Press Information Bureau
Government of India
Ministry of Finance
Government of India
Ministry of Finance
01-November-2017 17:08 IST
Maximum
age of joining National Pension System (NPS) increased from the existing 60
years to 65 years under NPS- Private Sector.
In
continuance of the several initiatives under taken by Pension Fund Regulatory
and Development Authority (PFRDA) during the last few years to increase the
pension coverage in the country, PFRDA has now increased the maximum age of
joining under NPS-Private Sector (i.e. All Citizen and Corporate Model) from
the existing 60 years to 65 years of age.
Now, any Indian Citizen, resident or non-resident, between the age of 60- 65
years, can also join NPS and continue up to the age of 70 years in NPS. With
this increase of joining age, the subscribers who are willing to join NPS at
the later stage of life will be able to avail the benefits of NPS.
NPS provides a very robust platform to the subscriber to save for his/her old
age income security. Due to the better healthcare facilities and increased
fitness, along with the opportunities and avenues available in the private
sector as well as in the capacity of self-employment, more and more people in
their late 50s or 60s are now living an active life allowing them to be
employed productively.
The subscriber joining NPS beyond the age of 60 years will have the same choice
of the Pension Fund as well as the investment choice as is available under the
NPS for subscribers joining NPS before the age of 60 years.
Subscriber joining NPS after the age of 60 years will have an option of normal
exit from NPS after completion of 3 years in NPS. In this case, the subscriber
will be required to utilize at least 40% of the corpus for purchase of annuity
and the remaining amount can be withdrawn in lump-sum.
In case of such subscriber willing to exit from NPS before completion of 3
years in the NPS, he/she will be allowed to do so, but in such case, the
subscriber will have to utilize at-least 80% of the corpus for purchase of
annuity and the remaining can be withdrawn in lumpsum.
In case of unfortunate death of the subscriber during his stay in NPS, the
entire corpus will be paid to the nominee of the subscriber.

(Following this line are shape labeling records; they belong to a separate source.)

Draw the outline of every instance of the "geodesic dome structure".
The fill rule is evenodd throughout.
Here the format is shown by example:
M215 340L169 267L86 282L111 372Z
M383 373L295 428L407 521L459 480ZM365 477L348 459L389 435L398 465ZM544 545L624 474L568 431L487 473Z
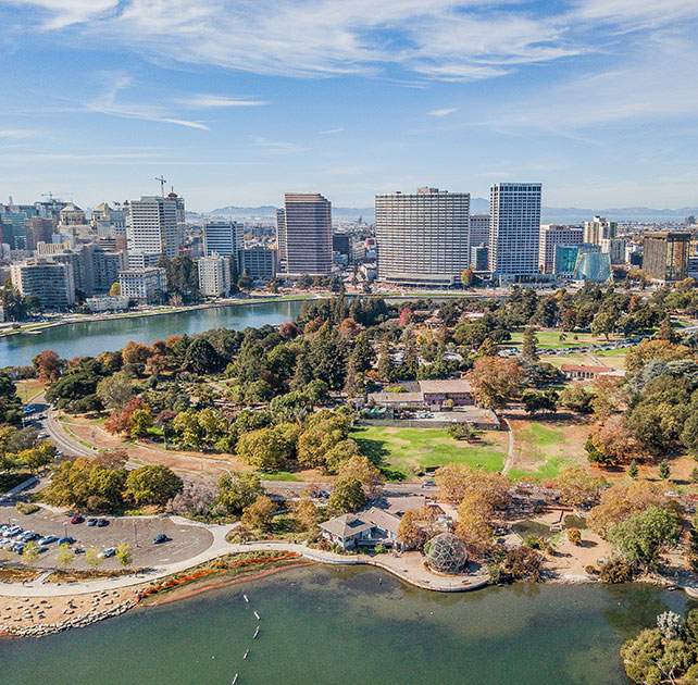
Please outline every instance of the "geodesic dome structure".
M426 563L438 573L460 573L468 564L463 541L452 533L439 533L424 546Z

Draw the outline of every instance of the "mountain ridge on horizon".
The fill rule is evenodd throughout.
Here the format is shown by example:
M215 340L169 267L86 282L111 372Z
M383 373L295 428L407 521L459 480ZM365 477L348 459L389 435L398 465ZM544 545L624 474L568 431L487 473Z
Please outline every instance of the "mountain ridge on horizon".
M258 207L240 207L228 204L209 212L191 212L192 214L211 215L211 216L230 216L230 217L249 217L249 216L271 216L276 214L276 205L260 204ZM338 219L351 219L363 216L373 221L373 207L333 207L333 216ZM486 214L489 211L489 201L485 198L471 199L471 214ZM649 207L618 207L606 209L588 209L578 207L543 207L543 217L551 221L556 220L584 220L585 217L600 215L612 220L670 220L685 219L688 215L698 214L698 207L681 207L676 209L656 209Z

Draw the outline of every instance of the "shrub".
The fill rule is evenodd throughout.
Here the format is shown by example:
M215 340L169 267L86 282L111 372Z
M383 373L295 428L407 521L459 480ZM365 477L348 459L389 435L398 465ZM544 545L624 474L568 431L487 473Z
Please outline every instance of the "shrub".
M579 528L568 528L568 539L573 544L578 546L582 543L582 533Z
M624 559L609 559L599 569L599 578L602 583L630 583L633 575L633 566Z

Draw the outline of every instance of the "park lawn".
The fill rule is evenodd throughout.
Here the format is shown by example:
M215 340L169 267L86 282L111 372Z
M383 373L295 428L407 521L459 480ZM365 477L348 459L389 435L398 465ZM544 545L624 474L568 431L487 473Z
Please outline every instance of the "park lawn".
M588 463L584 445L588 425L575 420L510 419L514 432L512 478L554 478L566 466Z
M541 328L536 331L538 338L538 348L548 348L553 350L573 349L575 347L586 347L587 345L604 344L608 342L602 335L591 335L590 333L565 333L565 339L560 340L559 328ZM575 339L576 338L576 339ZM621 340L623 336L611 335L610 340ZM521 345L523 339L523 331L514 331L511 334L511 340L502 342L503 346L518 346Z
M456 440L447 428L361 426L351 437L366 457L394 478L413 478L426 469L446 464L500 471L507 454L503 431L488 431L477 443Z
M17 397L22 400L23 404L32 401L37 395L43 393L46 385L42 381L37 381L36 378L26 378L24 381L17 381L15 383L17 388Z

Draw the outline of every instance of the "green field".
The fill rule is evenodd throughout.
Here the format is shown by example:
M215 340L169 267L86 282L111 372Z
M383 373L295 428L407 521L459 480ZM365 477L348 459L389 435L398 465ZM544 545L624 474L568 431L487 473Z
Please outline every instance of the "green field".
M468 464L500 471L507 452L507 434L491 431L471 444L454 440L447 428L362 426L351 437L388 477L412 478L428 468Z
M538 347L551 350L574 349L575 347L586 347L588 345L604 344L607 339L603 336L591 335L590 333L566 333L565 339L560 340L561 331L558 329L543 329L536 331L538 338ZM575 339L576 337L576 339ZM511 334L511 340L502 342L503 346L521 345L523 338L523 331L514 331ZM622 336L609 336L610 340L620 340Z

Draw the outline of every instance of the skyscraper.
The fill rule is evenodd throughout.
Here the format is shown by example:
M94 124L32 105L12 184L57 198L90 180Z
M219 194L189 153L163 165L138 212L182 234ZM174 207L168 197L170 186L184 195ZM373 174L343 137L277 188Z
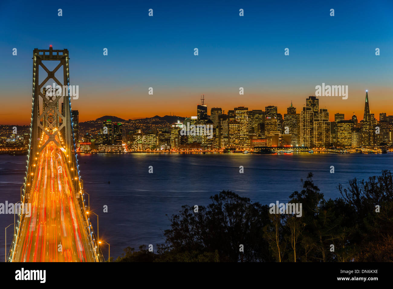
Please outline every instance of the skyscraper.
M71 110L71 117L72 119L72 129L73 130L75 144L77 146L79 143L79 112L77 110Z
M312 141L314 112L310 106L303 106L300 113L301 143L302 146L310 147Z
M210 119L213 122L213 147L217 148L220 147L220 116L222 114L221 108L213 107L210 110Z
M318 117L314 119L314 144L316 146L329 146L330 144L330 122L327 109L320 108Z
M235 117L240 124L239 145L242 148L250 147L248 137L248 108L244 106L235 108Z
M219 118L220 147L224 148L229 145L229 116L222 114Z
M291 101L291 106L286 108L287 113L296 113L296 108L292 106L292 101Z
M123 125L121 123L113 124L113 142L121 144L123 143Z
M104 144L112 144L113 140L112 130L112 121L107 119L103 122L103 139L102 143Z
M364 113L363 114L363 119L361 121L362 123L362 146L369 146L373 144L372 139L373 138L372 137L373 130L373 120L370 113L368 94L366 90L366 99L364 102Z
M306 99L306 107L309 107L313 112L314 115L310 117L310 145L312 146L314 140L314 119L318 119L319 114L319 100L316 97L310 95Z
M306 107L310 107L311 110L314 113L314 118L318 118L318 114L319 113L319 100L316 97L310 95L308 98L306 99Z
M296 108L292 106L292 101L291 106L286 108L286 112L287 113L284 115L284 134L291 135L291 144L292 146L300 146L300 114L296 113Z
M208 118L208 106L198 104L196 106L196 116L198 122L202 119ZM199 124L199 122L198 122Z
M337 113L334 114L334 121L337 122L338 121L345 120L344 113L339 113L338 112Z
M269 105L265 107L265 117L270 117L277 119L277 107Z
M338 145L345 147L352 146L353 130L353 123L352 120L337 122Z
M352 120L352 121L353 122L353 125L354 126L358 124L358 118L356 117L356 115L354 114L352 115L352 117L351 119Z
M237 121L230 121L228 124L229 135L229 144L231 146L238 147L240 146L241 128L241 124Z

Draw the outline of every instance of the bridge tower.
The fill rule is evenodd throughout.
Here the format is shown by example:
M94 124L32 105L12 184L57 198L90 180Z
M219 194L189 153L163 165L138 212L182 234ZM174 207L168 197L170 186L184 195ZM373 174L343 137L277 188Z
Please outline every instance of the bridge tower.
M54 50L51 45L50 46L48 49L35 48L33 51L32 59L33 91L30 143L24 183L21 187L21 203L27 205L31 201L30 190L32 187L31 185L34 179L36 169L38 168L38 156L50 142L53 141L65 155L68 169L72 177L75 196L78 200L81 214L84 216L84 225L90 232L89 238L94 259L96 261L102 261L103 260L102 252L97 246L91 223L85 213L88 208L84 197L83 183L79 175L74 138L71 101L72 93L70 93L70 90L72 89L70 86L68 51L67 49ZM53 70L50 70L46 66L46 62L44 62L48 61L55 61L59 63ZM40 77L40 66L43 70L41 72L44 78ZM63 75L59 80L55 76L55 73L62 71ZM40 82L40 79L43 79ZM51 79L53 81L50 83L53 83L54 85L44 87ZM59 101L62 102L61 110L59 110ZM42 108L41 112L40 106ZM48 138L44 143L41 140L43 133ZM19 241L18 238L24 218L24 214L19 215L16 225L14 240L7 256L7 261L13 259L15 246ZM95 249L97 247L97 249Z

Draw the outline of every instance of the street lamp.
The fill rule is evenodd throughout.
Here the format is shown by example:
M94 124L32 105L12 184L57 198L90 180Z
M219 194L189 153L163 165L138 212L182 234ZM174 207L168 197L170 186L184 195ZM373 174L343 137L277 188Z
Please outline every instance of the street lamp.
M6 261L5 261L5 262L7 262L7 228L9 227L11 225L15 225L15 223L14 223L13 224L10 224L6 227L6 246L5 246L6 250L5 250L5 252L6 253L6 256L5 256ZM15 234L15 231L14 231L14 234Z
M94 212L86 212L86 214L89 214L89 213L92 213L94 214L95 216L97 216L97 240L99 240L99 229L98 228L98 215L97 215ZM99 249L99 247L98 247Z
M20 202L20 207L21 209L22 209L22 201L19 201L17 203L16 203L15 204L14 204L14 234L15 234L15 211L16 210L15 210L15 208L16 207L17 204L18 203ZM24 207L23 208L23 209L24 210ZM22 214L24 213L24 212L21 212L20 214Z
M108 255L109 256L108 256L108 262L110 262L110 244L109 243L107 243L105 241L103 241L104 243L106 243L107 244L108 244L108 245L109 247L109 253L108 254ZM99 241L98 243L99 244L101 244L101 241Z
M82 192L83 192L83 191L82 191ZM83 192L83 194L87 194L87 195L89 196L88 203L87 206L89 207L89 210L90 210L90 195L86 193L86 192Z

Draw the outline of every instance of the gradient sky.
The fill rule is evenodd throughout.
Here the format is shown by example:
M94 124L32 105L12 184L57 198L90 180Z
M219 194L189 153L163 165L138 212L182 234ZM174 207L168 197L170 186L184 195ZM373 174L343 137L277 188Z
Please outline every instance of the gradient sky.
M50 44L69 51L79 121L196 115L202 93L209 112L273 105L283 114L292 100L298 112L322 82L349 86L348 99L319 98L331 120L361 120L366 90L377 119L393 114L393 2L2 2L0 124L29 124L33 50Z

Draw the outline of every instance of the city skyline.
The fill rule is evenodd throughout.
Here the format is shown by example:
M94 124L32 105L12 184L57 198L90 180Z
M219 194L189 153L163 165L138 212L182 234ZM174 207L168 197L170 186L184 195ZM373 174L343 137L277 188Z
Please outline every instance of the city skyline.
M104 11L71 1L61 17L60 7L50 4L46 17L38 19L31 13L33 4L2 4L7 13L0 18L7 28L0 32L0 65L7 69L0 72L0 123L29 123L31 51L50 44L70 50L70 84L80 86L72 107L84 112L81 121L108 113L126 119L171 113L184 117L193 113L201 94L211 107L274 105L283 114L291 100L302 107L300 100L314 95L316 86L323 83L348 86L347 99L321 98L322 107L331 112L360 115L363 92L368 90L372 110L392 114L393 108L385 105L393 95L392 4L382 2L384 9L338 1L329 6L288 2L283 4L285 9L274 3L229 1L223 6L202 1L194 7L153 2L108 4ZM151 8L152 17L148 15ZM92 24L93 18L112 17L116 21ZM32 21L45 26L46 33L36 35L28 24ZM48 21L51 25L46 26ZM56 25L64 25L72 38L56 37Z
M365 93L366 92L368 92L368 91L369 91L369 90L365 90L364 91L364 93ZM205 102L206 102L206 103L207 104L209 104L209 100L208 98L208 97L207 96L206 96L206 95L205 95L205 97L206 97L206 98L205 99ZM358 117L358 118L359 115L362 115L363 114L363 111L364 110L364 106L363 105L364 103L363 102L363 101L364 101L364 93L362 94L362 97L358 98L359 99L358 100L358 101L361 101L362 102L362 104L358 104L356 106L356 110L354 109L354 108L346 108L345 109L346 109L347 110L345 111L345 110L344 110L344 109L343 109L342 108L341 109L339 109L338 110L337 112L334 112L332 111L332 110L331 109L330 109L330 108L329 107L327 107L327 106L326 106L326 105L323 105L323 106L321 107L320 106L320 108L327 108L327 109L328 110L329 110L329 112L330 112L331 113L329 114L329 120L330 121L334 121L334 114L332 114L332 113L333 113L334 112L334 113L343 113L343 114L345 115L345 117L346 118L346 119L347 119L348 120L350 119L351 119L351 118L352 117L352 116L353 115L356 115ZM314 94L310 94L309 96L315 96L315 95L314 95ZM305 96L303 96L303 98L304 98L304 97L306 97ZM334 97L334 96L320 97L320 98L319 99L320 99L320 100L323 100L324 99L325 99L326 98L329 98L329 97L332 98L332 97ZM198 97L195 97L195 98L196 99L196 98L199 99L199 96L198 96ZM345 100L343 100L343 101L345 101ZM372 102L372 104L371 105L372 105L372 107L373 107L373 106L374 106L373 100L373 100L373 102ZM297 103L298 104L300 104L300 103L301 103L302 102L303 102L303 103L302 104L301 104L301 105L296 105L296 103ZM321 102L321 103L322 104L323 104L324 103L324 102ZM197 102L196 102L195 103L195 105L197 106L197 105L199 105L200 104L200 102L199 103L197 103ZM217 104L217 105L216 105L216 106L209 106L210 108L219 108L219 108L221 108L222 109L223 111L225 111L226 112L228 112L228 110L230 110L233 109L233 108L234 108L234 107L241 107L242 106L244 106L244 107L248 107L248 108L249 108L249 110L258 110L258 109L259 109L260 108L263 108L264 107L266 107L266 106L277 106L277 113L280 113L280 114L281 114L281 115L283 115L285 113L286 113L286 109L287 109L287 108L289 106L290 106L291 105L293 105L293 106L294 107L298 108L303 107L304 106L305 106L305 105L306 105L306 103L305 103L305 101L303 101L303 102L302 102L302 101L299 101L298 100L298 101L296 101L296 100L291 100L291 101L290 101L290 102L288 104L288 105L287 105L286 106L285 106L285 107L280 107L280 106L277 106L276 105L275 105L275 103L274 102L274 101L270 101L270 102L266 102L265 105L263 105L263 104L261 104L259 105L258 106L257 106L257 107L256 107L255 108L251 107L250 106L247 106L247 105L246 105L246 104L245 104L246 105L238 105L238 106L232 106L231 107L230 107L230 106L229 106L229 105L228 105L227 104L226 104L225 108L223 108L223 106L220 105L220 104ZM77 106L75 106L77 107ZM377 120L379 120L379 119L377 117L378 115L379 115L379 114L380 113L382 113L382 112L384 112L384 113L386 113L387 115L390 115L393 114L393 108L392 108L392 109L391 110L389 110L386 109L386 104L385 104L385 105L384 105L383 106L383 107L384 108L383 109L381 109L382 110L381 110L381 111L378 112L378 113L374 113L375 114L375 115L376 118ZM79 111L81 110L80 109L78 109L77 108L74 108L74 106L73 106L73 110L75 110L75 111ZM145 118L152 118L152 117L153 117L154 116L155 116L156 115L158 115L158 116L160 116L160 117L161 117L161 116L163 117L163 116L165 116L165 115L172 115L172 116L174 116L174 116L178 116L178 117L187 117L191 116L192 116L192 115L195 115L196 113L195 113L195 112L191 112L192 111L193 111L193 110L194 110L194 109L192 109L192 108L188 108L188 107L187 107L187 108L186 109L184 110L183 111L184 111L184 112L190 112L189 113L188 113L188 114L187 114L187 113L182 113L181 112L181 111L180 111L180 110L179 110L178 111L180 112L179 113L176 113L176 111L175 111L175 112L173 112L173 112L167 112L169 113L164 113L163 114L162 114L162 115L160 115L160 114L159 113L155 113L154 112L151 112L150 113L150 115L147 115L146 116L145 116L145 117L121 117L121 116L120 116L119 115L118 115L116 114L116 113L114 113L108 112L107 110L105 110L103 112L103 113L102 114L99 114L98 113L96 113L95 115L97 116L96 117L95 117L95 118L94 118L94 119L88 119L88 118L87 118L87 117L85 116L85 115L86 115L86 113L85 113L86 112L84 112L85 113L84 113L84 114L83 114L83 115L84 115L84 115L83 115L82 116L82 117L81 118L80 118L80 119L81 120L81 121L80 121L79 122L83 122L88 121L89 121L95 120L101 117L103 117L105 116L105 115L112 115L112 116L114 116L114 117L119 117L119 118L123 119L124 119L125 120L128 120L128 119L137 120L137 119L145 119ZM376 110L375 109L373 109L372 108L371 108L371 109L370 109L370 110L372 111L374 111L375 110ZM347 112L346 113L345 112L345 111L347 111ZM350 112L349 112L349 111L351 111L352 112L350 113ZM4 115L5 114L5 115L7 115L7 114L4 114L4 113L2 113L2 114L0 114L0 115L1 115L2 116L3 115ZM88 113L87 115L90 115L90 113ZM27 122L28 121L28 117L26 117L24 118L26 118L26 123L21 123L20 122L20 121L10 121L10 122L7 122L7 121L2 121L2 122L1 123L0 123L0 124L16 125L28 125L29 124L29 123L28 123ZM3 118L2 118L2 119L3 119Z

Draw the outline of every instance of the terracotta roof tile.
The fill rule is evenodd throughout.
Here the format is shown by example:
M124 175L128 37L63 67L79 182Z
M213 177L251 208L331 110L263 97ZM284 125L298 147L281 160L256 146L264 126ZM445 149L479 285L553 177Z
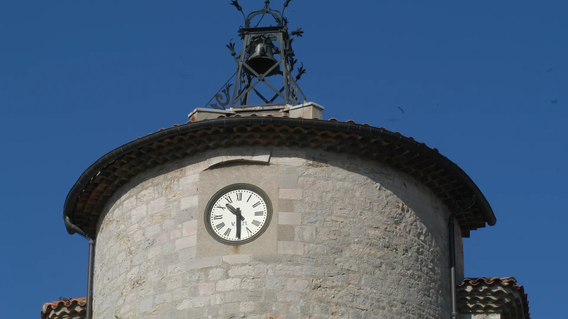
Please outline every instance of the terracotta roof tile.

The increase in joining age will provide the options to the subscribers who are
at the fag-end of the employment and expecting lump-sum amount at the time of
retirement, but willing to defer their retirement planning for future, to open
the NPS account and contribute the lump-sum corpus to NPS for better fund
management by Professional Fund Manager to fetch better returns and plan for
the regular income after some time. The Annuity rates available in the older
age fetch better annuities than that at the age of 60 or less age.
This
initiative will allow a larger segment of the society particularly senior
citizens to reap the benefits of NPS and plan for their regular income.